5 Reasons Your Hiring Plan Needs to Include Freelancers

Technology isn’t just changing workplace tools,” write the authors of the 2017 Accenture Technology Vision report on Workforce Marketplaces. “It’s also radically reinventing the way businesses are designed, built, and run.”

More people than ever are choosing to freelance — 55 million, or 35% of the total U.S. workforce, according to Freelancing in America 2016. More companies than ever are taking advantage of this emergent workforce, with 51% of global executives surveyed in Deloitte’s 2016 Global Human Capital Trends study reporting that their organizations plan to increase the use of flexible and independent workers in the next three to five years.

The benefits for freelancers are legion, and include the flexibility to set your own schedule and work remotely, among many others. The list of benefits for companies who hire freelancers is just as long — and includes such important boons as the ability to take the risks you need to grow your business. “Companies are moving toward models where they run their organization less like a hierarchy of static business processes, and more like an open talent marketplace,” notes Accenture.

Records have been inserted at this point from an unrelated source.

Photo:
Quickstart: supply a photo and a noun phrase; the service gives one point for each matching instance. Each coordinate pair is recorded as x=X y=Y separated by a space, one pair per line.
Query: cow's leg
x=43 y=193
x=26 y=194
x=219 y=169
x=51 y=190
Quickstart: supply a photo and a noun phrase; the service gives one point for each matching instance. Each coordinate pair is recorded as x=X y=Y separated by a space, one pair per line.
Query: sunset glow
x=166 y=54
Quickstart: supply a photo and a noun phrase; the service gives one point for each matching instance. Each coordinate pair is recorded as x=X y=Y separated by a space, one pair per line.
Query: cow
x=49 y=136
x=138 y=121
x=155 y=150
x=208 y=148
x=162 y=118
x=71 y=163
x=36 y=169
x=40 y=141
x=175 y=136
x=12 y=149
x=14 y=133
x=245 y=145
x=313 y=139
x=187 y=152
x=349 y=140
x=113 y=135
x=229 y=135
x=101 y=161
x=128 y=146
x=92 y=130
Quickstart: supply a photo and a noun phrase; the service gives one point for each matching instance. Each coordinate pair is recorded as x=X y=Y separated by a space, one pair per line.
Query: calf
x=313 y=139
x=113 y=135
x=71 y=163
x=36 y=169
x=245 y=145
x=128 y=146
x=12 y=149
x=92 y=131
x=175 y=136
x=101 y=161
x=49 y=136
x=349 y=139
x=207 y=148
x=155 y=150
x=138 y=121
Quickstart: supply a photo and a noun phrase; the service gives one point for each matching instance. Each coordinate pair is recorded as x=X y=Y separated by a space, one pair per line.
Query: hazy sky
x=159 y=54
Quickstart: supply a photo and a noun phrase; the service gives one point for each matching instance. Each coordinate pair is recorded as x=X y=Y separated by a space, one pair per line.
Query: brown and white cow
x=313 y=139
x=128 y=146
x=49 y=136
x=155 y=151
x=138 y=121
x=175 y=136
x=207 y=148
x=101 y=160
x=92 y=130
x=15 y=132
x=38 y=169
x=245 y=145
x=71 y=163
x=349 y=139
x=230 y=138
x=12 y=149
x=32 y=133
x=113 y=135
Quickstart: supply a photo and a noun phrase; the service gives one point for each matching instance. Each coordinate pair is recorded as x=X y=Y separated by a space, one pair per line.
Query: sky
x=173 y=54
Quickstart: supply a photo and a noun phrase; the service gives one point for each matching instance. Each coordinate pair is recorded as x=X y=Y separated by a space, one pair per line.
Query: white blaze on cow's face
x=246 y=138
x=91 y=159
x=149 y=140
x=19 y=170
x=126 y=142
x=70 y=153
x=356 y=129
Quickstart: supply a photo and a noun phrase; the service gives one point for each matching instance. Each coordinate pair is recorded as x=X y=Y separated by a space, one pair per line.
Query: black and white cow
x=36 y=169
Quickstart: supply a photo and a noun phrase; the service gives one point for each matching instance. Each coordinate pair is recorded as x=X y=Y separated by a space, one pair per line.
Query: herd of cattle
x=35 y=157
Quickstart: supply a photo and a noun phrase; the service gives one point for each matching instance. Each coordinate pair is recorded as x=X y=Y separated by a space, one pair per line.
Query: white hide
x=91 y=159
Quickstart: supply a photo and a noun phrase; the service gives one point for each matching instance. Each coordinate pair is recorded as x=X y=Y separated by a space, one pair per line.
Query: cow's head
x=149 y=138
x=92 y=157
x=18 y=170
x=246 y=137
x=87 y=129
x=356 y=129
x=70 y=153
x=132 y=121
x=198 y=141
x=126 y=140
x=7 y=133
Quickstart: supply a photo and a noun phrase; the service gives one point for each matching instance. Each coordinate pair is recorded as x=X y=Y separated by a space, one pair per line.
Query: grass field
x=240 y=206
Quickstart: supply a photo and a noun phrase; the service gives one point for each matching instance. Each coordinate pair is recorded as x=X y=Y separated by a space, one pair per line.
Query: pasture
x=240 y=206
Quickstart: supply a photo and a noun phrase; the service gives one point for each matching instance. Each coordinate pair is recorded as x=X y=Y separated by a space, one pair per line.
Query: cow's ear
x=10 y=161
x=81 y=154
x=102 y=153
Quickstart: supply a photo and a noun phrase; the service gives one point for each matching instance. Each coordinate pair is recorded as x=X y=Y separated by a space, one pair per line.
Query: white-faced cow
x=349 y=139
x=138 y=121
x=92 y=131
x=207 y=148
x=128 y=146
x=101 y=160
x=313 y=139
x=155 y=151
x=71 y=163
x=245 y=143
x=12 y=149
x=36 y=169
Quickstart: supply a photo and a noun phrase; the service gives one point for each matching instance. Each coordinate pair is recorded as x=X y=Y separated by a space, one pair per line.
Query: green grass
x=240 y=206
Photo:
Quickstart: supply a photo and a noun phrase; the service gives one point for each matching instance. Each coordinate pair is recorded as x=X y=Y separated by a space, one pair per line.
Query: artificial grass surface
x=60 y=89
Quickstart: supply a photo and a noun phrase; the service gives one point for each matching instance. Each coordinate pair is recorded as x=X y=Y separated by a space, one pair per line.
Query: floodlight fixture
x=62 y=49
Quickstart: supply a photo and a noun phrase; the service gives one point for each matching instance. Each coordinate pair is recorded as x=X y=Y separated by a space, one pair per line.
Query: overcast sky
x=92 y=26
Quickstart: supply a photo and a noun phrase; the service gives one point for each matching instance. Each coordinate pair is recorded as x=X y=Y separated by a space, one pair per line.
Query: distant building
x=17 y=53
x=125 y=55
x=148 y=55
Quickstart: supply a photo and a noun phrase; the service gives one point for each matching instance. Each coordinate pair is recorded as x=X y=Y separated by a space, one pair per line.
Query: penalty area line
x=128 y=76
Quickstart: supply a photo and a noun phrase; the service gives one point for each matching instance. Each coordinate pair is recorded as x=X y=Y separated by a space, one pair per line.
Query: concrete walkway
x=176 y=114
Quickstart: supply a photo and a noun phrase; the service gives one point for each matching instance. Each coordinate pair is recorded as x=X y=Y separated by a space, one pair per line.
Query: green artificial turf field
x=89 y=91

Here are just a few of the advantages for companies who hire freelancers:

Increased productivity. 73% of executives surveyed by Accenture say corporate bureaucracies are stifling productivity and innovation. “This directly impacts not only a company’s ability to change with the market, but also its market-capitalization, valuation-driven power to invest in the digital economy,” write the authors of Accenture’s report. Working with freelance talent accelerates your team’s ability to ship. In fact, adding contractors to your workforce allows for new projects to be shipped in “weeks if not days, compared to the traditional model that takes months of planning, budgeting, sourcing, and launching,” write Accenture’s authors.

Try before you buy. Freelance projects allow both the company and the candidate to test out the working relationship before signing on full-time. While not every contractor is aspiring to land a full-time gig, for those who are interested in joining your team, a contract project serves as an excellent trial period for both the company and individual operator.
 
 Supplement skills.
Unpredictable workflow changes, emergent market trends, and accelerated timelines require an adaptive and flexible workforce. Special or niche projects with tight deadlines require skills often outside of your current team’s bandwidth. A great example is building an iOS or Android app and bringing in experienced contractors to get that work done.

Hire the best. The best person for a project isn’t always available on a full-time basis, but could be open to a one-off project. Companies can greatly increase their access to best-in-class talent and subject matter expertise via contingent labor. Data scientists, for example, may not be willing to move to a company’s remote headquarters but could be engaged remotely and temporarily.

Hire faster. The process to get approval for a permanent employee can be grueling, with layers of processes and bureaucratic red tape. Adding FTE headcount can take a long time to negotiate internally, and even longer to hire. Finance teams are often times way more likely to approve a contractor than a FTE.